I agree, if we weigh on the short term goal of letting the user space applications to do minimum, then having 4 state sysctl (or 2 sysctl, one controls overwrite, one disable/enable executable memfd) will do. But with that approach, I'm afraid a version of the future (say in 20 years), most applications stays with memfd_create with the old API style, not setting the NX bit. With the current approach, it might seem to be less convenient, but I hope it offers a bit of incentive to make applications migrating their code towards the new API, explicitly setting the NX bit. I understand this hope is questionable, we might still end up the same in 20 years, but at least I tried :-). I will leave this decision to maintainers when you supply patches for that, and I wouldn't feel bad either way, there is a valid reason on both sides.
People will not switch =2 on if it has the possibility of breaking existing programs that are doing nothing wrong by not passing a noop flag.

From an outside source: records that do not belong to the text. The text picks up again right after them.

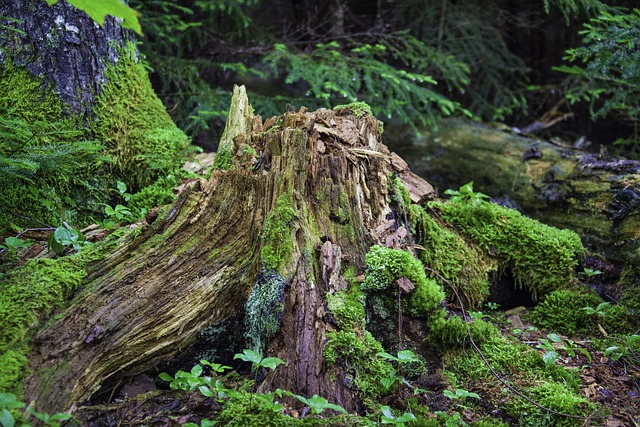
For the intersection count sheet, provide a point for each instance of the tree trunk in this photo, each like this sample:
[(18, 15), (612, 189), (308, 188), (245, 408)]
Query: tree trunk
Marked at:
[(595, 195), (63, 44), (276, 228)]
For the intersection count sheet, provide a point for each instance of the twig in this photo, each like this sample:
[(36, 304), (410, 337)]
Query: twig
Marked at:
[(486, 362)]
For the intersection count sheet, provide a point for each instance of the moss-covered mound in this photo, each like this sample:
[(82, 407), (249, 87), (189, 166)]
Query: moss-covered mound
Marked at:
[(540, 258), (28, 294), (55, 167)]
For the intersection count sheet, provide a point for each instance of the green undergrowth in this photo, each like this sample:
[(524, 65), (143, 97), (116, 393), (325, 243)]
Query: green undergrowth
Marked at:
[(541, 258), (43, 156), (549, 385), (462, 264), (31, 292), (563, 311), (55, 167), (353, 347), (384, 266), (134, 126)]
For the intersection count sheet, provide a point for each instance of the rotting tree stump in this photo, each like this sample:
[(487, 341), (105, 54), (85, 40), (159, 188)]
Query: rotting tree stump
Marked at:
[(595, 195), (306, 194)]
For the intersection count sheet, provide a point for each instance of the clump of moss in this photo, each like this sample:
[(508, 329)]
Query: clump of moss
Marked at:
[(452, 331), (43, 156), (541, 258), (561, 311), (357, 352), (357, 108), (384, 266), (347, 308), (264, 309), (133, 124), (554, 396), (277, 233), (26, 295), (462, 265)]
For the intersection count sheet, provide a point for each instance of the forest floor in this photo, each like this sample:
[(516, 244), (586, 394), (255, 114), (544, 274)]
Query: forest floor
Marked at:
[(613, 385)]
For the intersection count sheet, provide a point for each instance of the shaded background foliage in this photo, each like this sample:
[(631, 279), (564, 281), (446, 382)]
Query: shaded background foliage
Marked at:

In 20 years at best you would have =1 in widespread use because the rewriting behaviour is what users expect of kernel uAPIs. They expect old programs to work without modifying them if they aren't doing anything wrong. A uAPI knob that requires every userspace program to change before you can safely enable it (especially because it ratchets in a way that makes it dangerous to enable on production machines) will simply not be used.
If the goal is to get programs to update (which it seems it is), having a knob that nobody will turn on doesn't help. Doing proper warning logging is the way to get userspace to switch -- userspace usually notices when their programs trigger warnings in dmesg.
To supplement, there are two other ways for what you want: 1> seccomp to block MFD_EXEC, and leaving the setting to 1.
I made this point in an earlier mail.
However my point is that =2 is not an acceptable uAPI and if you want something that looks like =2 you can also implement that with seccomp too!
In fact, the key difference is that you cannot implement the rewriting easily in seccomp -- you would need to install a seccomp_notify monitor that does nothing but rewrite syscall arguments. This would be equivalent to running the entire system under GDB to work around a uAPI flaw.
2> implement the blocking using a security hook and LSM, imo, which is probably the most common way to deal with this type of request (block something).
The issue is not the blocking, it's the rewriting.